2008年5月30日 星期五

Early repolarization, benign?

Early Repolarization: Maybe Not So Benign After All

A retrospective evaluation shows that patients with sudden cardiac arrest without demonstrable heart disease often have electrocardiographic findings of early repolarization.

Experimental evidence suggests that early repolarization is associated with ventricular dysrhythmias, but no clinical evidence is available. In a case-control study, researchers reviewed data from 22 dysrhythmia centers in several countries to evaluate the prevalence of early repolarization and its association with dysrhythmia in patients younger than 60 who had idiopathic (no evidence of structural heart disease) sudden cardiac arrest and had received implantable defibrillators.

The researchers identified 206 cases (60% men; median age, 36) and compared them with 412 matched controls who had not had cardiac arrest and did not have evidence of heart disease. Early repolarization (defined as a J-point elevation >/= 1 mm) was significantly more frequent in the cardiac-arrest group than in the control group (31% vs. 5%) and, when present, was significantly greater in magnitude in the cardiac-arrest group (2.0 vs. 1.2 mm). Nearly 30% of patients in the cardiac-arrest group had a history of syncope. Defibrillator interrogation (in 18 patients) showed that dysrhythmias were preceded by an increase in J-point elevation. In the one third of cardiac-arrest patients who had early repolarization and had pre-arrest electrocardiograms available, the pre-arrest ECGs showed early repolarization. During a mean follow-up of 61 months, the three patients with the highest J-point elevation (>5 mm) together had more than 50 episodes of ventricular fibrillation (VF), resulting in the death of one patient. Few patients in the cardiac-arrest group were athletes or blacks, groups in which repolarization abnormality is most common.

An editorialist notes that while repolarization abnormality is common, sudden cardiac arrest is not, and that patients with the characteristic ECG findings who are symptomatic (i.e., syncope, palpitations, chest pain) require close monitoring, with particular attention to intermittent increases in J-point elevation.

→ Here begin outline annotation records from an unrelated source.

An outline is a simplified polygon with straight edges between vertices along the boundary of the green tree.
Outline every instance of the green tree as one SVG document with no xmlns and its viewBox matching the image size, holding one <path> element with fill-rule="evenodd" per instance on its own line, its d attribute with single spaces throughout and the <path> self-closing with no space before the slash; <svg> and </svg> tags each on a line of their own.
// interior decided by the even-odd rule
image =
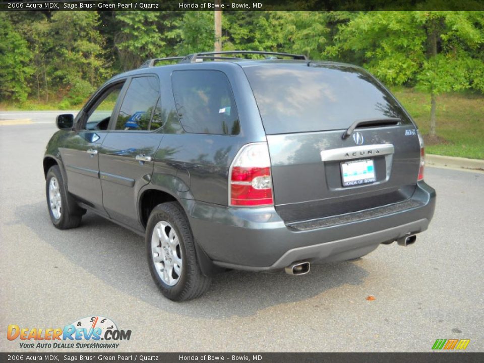
<svg viewBox="0 0 484 363">
<path fill-rule="evenodd" d="M 327 52 L 350 51 L 384 82 L 430 93 L 429 135 L 434 137 L 438 95 L 469 88 L 484 91 L 483 27 L 482 12 L 361 13 L 341 27 Z"/>
<path fill-rule="evenodd" d="M 121 69 L 127 71 L 148 59 L 175 55 L 183 15 L 173 12 L 116 12 L 119 30 L 114 42 Z"/>
<path fill-rule="evenodd" d="M 27 79 L 33 70 L 28 43 L 14 29 L 6 15 L 0 14 L 0 98 L 25 101 Z"/>
<path fill-rule="evenodd" d="M 210 51 L 213 48 L 213 12 L 187 12 L 178 23 L 178 55 Z M 223 24 L 222 24 L 223 26 Z"/>
<path fill-rule="evenodd" d="M 103 38 L 94 12 L 56 12 L 49 30 L 53 45 L 49 54 L 53 76 L 61 84 L 91 88 L 110 75 L 104 58 Z"/>
</svg>

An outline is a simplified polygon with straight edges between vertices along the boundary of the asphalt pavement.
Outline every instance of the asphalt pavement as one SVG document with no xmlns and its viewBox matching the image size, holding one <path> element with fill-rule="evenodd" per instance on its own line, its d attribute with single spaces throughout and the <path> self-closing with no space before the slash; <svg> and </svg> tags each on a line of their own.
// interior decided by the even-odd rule
<svg viewBox="0 0 484 363">
<path fill-rule="evenodd" d="M 90 213 L 75 229 L 51 225 L 42 160 L 59 112 L 0 112 L 0 351 L 44 351 L 8 340 L 9 324 L 99 315 L 132 331 L 109 351 L 429 352 L 437 339 L 484 351 L 484 174 L 426 169 L 437 208 L 413 245 L 302 276 L 231 271 L 176 303 L 152 282 L 142 237 Z"/>
</svg>

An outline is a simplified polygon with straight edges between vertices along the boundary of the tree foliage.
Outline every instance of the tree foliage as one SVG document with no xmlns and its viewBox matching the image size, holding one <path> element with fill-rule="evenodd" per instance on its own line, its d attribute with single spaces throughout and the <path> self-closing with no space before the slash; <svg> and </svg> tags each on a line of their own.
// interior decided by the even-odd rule
<svg viewBox="0 0 484 363">
<path fill-rule="evenodd" d="M 26 80 L 33 72 L 31 59 L 27 41 L 0 14 L 0 97 L 18 101 L 27 98 Z"/>
<path fill-rule="evenodd" d="M 307 3 L 310 4 L 310 3 Z M 113 73 L 213 49 L 213 12 L 0 14 L 0 97 L 81 102 Z M 355 64 L 436 96 L 484 93 L 482 12 L 224 12 L 224 50 Z"/>
<path fill-rule="evenodd" d="M 354 59 L 387 84 L 415 85 L 432 96 L 430 135 L 436 134 L 436 96 L 484 91 L 484 17 L 478 12 L 361 13 L 340 28 L 332 56 Z"/>
</svg>

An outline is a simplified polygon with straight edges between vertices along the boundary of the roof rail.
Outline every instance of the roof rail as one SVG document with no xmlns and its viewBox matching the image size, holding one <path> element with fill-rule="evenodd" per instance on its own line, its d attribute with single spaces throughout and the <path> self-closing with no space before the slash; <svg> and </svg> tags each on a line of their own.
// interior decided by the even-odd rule
<svg viewBox="0 0 484 363">
<path fill-rule="evenodd" d="M 142 65 L 140 68 L 149 68 L 154 67 L 157 62 L 162 60 L 179 60 L 179 63 L 196 63 L 203 62 L 204 59 L 246 59 L 237 56 L 225 56 L 225 54 L 260 54 L 266 55 L 280 55 L 291 57 L 294 59 L 307 60 L 308 57 L 304 54 L 294 54 L 290 53 L 280 53 L 278 52 L 258 51 L 255 50 L 225 50 L 223 51 L 203 52 L 194 53 L 185 56 L 166 57 L 165 58 L 154 58 L 147 60 Z"/>
<path fill-rule="evenodd" d="M 224 50 L 223 51 L 213 51 L 213 52 L 203 52 L 201 53 L 194 53 L 192 54 L 189 54 L 180 62 L 180 63 L 193 63 L 196 62 L 196 59 L 203 56 L 214 55 L 216 56 L 219 54 L 260 54 L 267 55 L 281 55 L 282 56 L 291 57 L 295 59 L 302 59 L 307 60 L 308 57 L 304 54 L 295 54 L 290 53 L 280 53 L 279 52 L 266 52 L 258 51 L 255 50 Z M 238 57 L 235 57 L 232 59 L 240 59 Z"/>
<path fill-rule="evenodd" d="M 180 60 L 184 58 L 185 57 L 177 56 L 177 57 L 165 57 L 164 58 L 153 58 L 153 59 L 148 59 L 142 65 L 141 65 L 140 68 L 150 68 L 151 67 L 154 67 L 155 63 L 157 62 L 161 62 L 162 60 Z"/>
</svg>

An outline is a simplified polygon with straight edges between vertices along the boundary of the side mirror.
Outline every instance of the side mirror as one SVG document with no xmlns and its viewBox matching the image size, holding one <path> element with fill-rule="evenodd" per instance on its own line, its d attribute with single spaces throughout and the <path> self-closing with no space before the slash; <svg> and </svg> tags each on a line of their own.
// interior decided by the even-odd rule
<svg viewBox="0 0 484 363">
<path fill-rule="evenodd" d="M 74 125 L 74 115 L 70 113 L 57 115 L 55 117 L 55 125 L 59 130 L 72 129 Z"/>
</svg>

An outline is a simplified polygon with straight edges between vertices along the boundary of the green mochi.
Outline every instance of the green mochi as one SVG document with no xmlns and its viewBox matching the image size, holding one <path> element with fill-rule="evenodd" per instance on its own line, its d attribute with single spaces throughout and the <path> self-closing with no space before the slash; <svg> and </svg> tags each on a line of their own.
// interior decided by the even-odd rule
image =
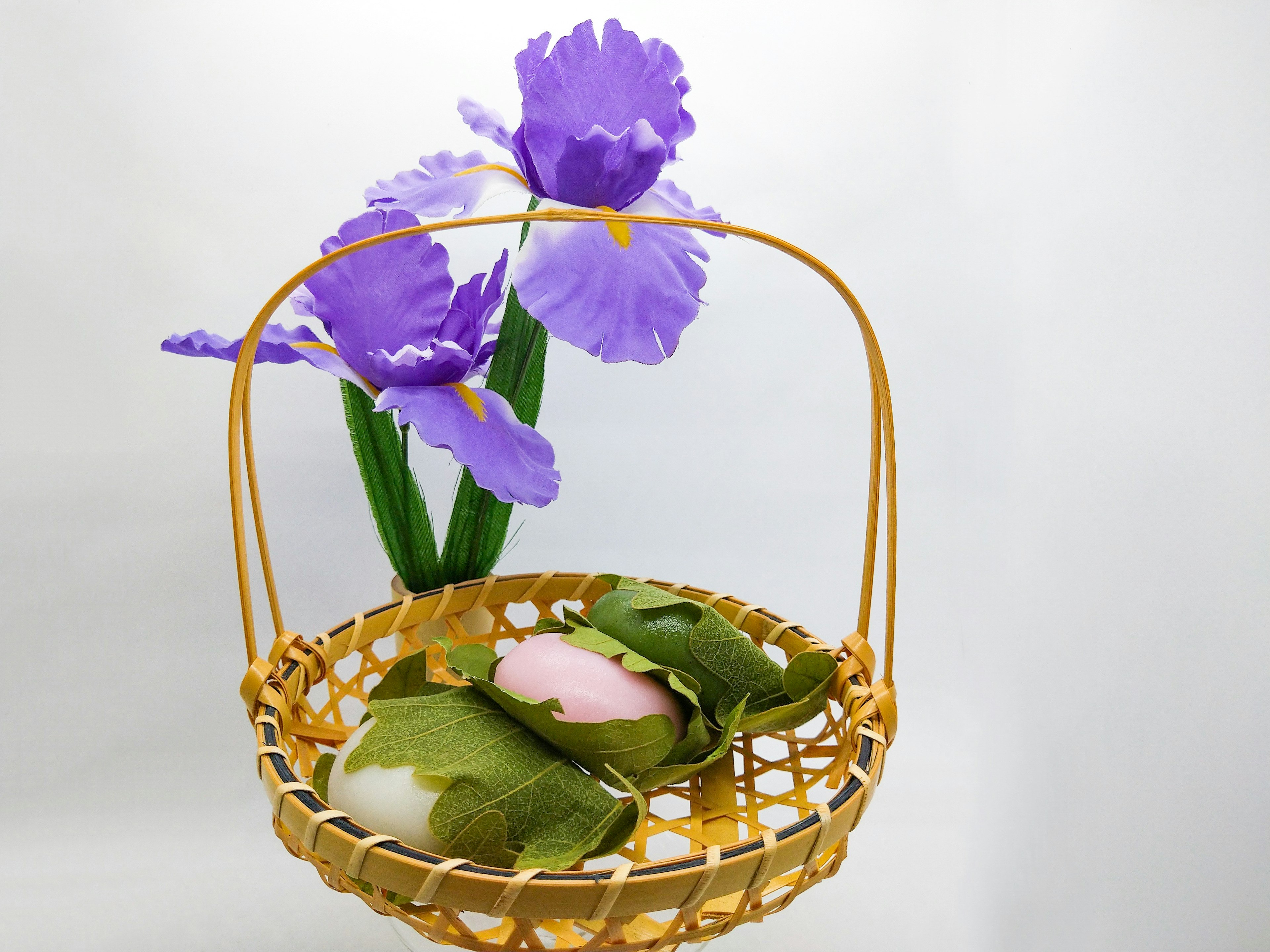
<svg viewBox="0 0 1270 952">
<path fill-rule="evenodd" d="M 747 716 L 790 702 L 781 666 L 714 608 L 652 586 L 636 589 L 625 579 L 620 584 L 597 599 L 587 621 L 650 661 L 695 678 L 701 708 L 715 724 L 743 698 Z M 644 589 L 672 604 L 640 607 Z"/>
</svg>

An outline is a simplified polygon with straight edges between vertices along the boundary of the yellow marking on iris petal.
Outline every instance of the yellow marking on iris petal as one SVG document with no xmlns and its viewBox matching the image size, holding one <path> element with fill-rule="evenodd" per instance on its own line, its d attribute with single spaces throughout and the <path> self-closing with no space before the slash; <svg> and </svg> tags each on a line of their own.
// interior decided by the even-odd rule
<svg viewBox="0 0 1270 952">
<path fill-rule="evenodd" d="M 301 340 L 301 341 L 298 341 L 296 344 L 292 344 L 291 347 L 307 347 L 307 348 L 311 348 L 312 350 L 326 350 L 326 352 L 329 352 L 331 354 L 335 354 L 335 357 L 339 357 L 339 350 L 337 350 L 335 348 L 333 348 L 330 344 L 321 343 L 320 340 Z M 339 359 L 344 360 L 343 357 L 339 357 Z M 344 360 L 344 363 L 348 363 L 348 360 Z M 361 377 L 362 374 L 357 374 L 357 376 Z M 375 396 L 380 395 L 380 388 L 376 387 L 373 383 L 371 383 L 368 380 L 366 380 L 366 377 L 362 377 L 362 383 L 366 385 L 366 388 L 368 391 L 371 391 L 372 395 L 375 395 Z"/>
<path fill-rule="evenodd" d="M 484 401 L 481 401 L 476 391 L 466 383 L 447 383 L 446 386 L 455 388 L 455 392 L 464 399 L 465 404 L 467 404 L 467 409 L 476 414 L 476 420 L 479 423 L 485 423 L 485 415 L 488 411 L 485 410 Z"/>
<path fill-rule="evenodd" d="M 597 204 L 602 212 L 616 212 L 616 208 L 610 208 L 607 204 Z M 613 236 L 613 241 L 617 242 L 618 248 L 631 246 L 631 226 L 624 221 L 606 221 L 605 225 L 608 227 L 608 234 Z"/>
<path fill-rule="evenodd" d="M 511 168 L 509 165 L 503 165 L 500 162 L 485 162 L 484 165 L 474 165 L 470 169 L 464 169 L 462 171 L 456 171 L 453 174 L 453 178 L 457 179 L 460 175 L 471 175 L 474 171 L 495 171 L 495 170 L 497 171 L 505 171 L 512 178 L 519 179 L 521 184 L 525 185 L 525 188 L 530 187 L 530 183 L 526 182 L 525 176 L 521 175 L 521 173 L 518 173 L 516 169 Z"/>
</svg>

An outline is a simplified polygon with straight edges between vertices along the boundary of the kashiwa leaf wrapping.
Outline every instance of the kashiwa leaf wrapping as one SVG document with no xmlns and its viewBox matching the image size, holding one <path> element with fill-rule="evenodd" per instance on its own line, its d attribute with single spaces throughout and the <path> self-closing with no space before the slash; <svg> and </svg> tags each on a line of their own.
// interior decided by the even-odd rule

Comment: Although ventricular fibrillation is uncommon in young people, this study suggests that we make two important changes in our approach to "benign" early repolarization. First, an ECG that shows early repolarization should not be considered as normal in patients who have had syncope or symptoms of dysrhythmia. Second, patients undergoing electrocardiography in the emergency department for unrelated reasons who have findings of early repolarization abnormality should be told about the symptoms of dysrhythmia and advised to seek care if these symptoms should arise.


J. Stephen Bohan, MD, MS, FACP, FACEP
Published in Journal Watch Emergency Medicine May 30, 2008

Citation(s): Haïssaguerre M et al. Sudden cardiac arrest associated with early repolarization. N Engl J Med 2008 May 8; 358:2016.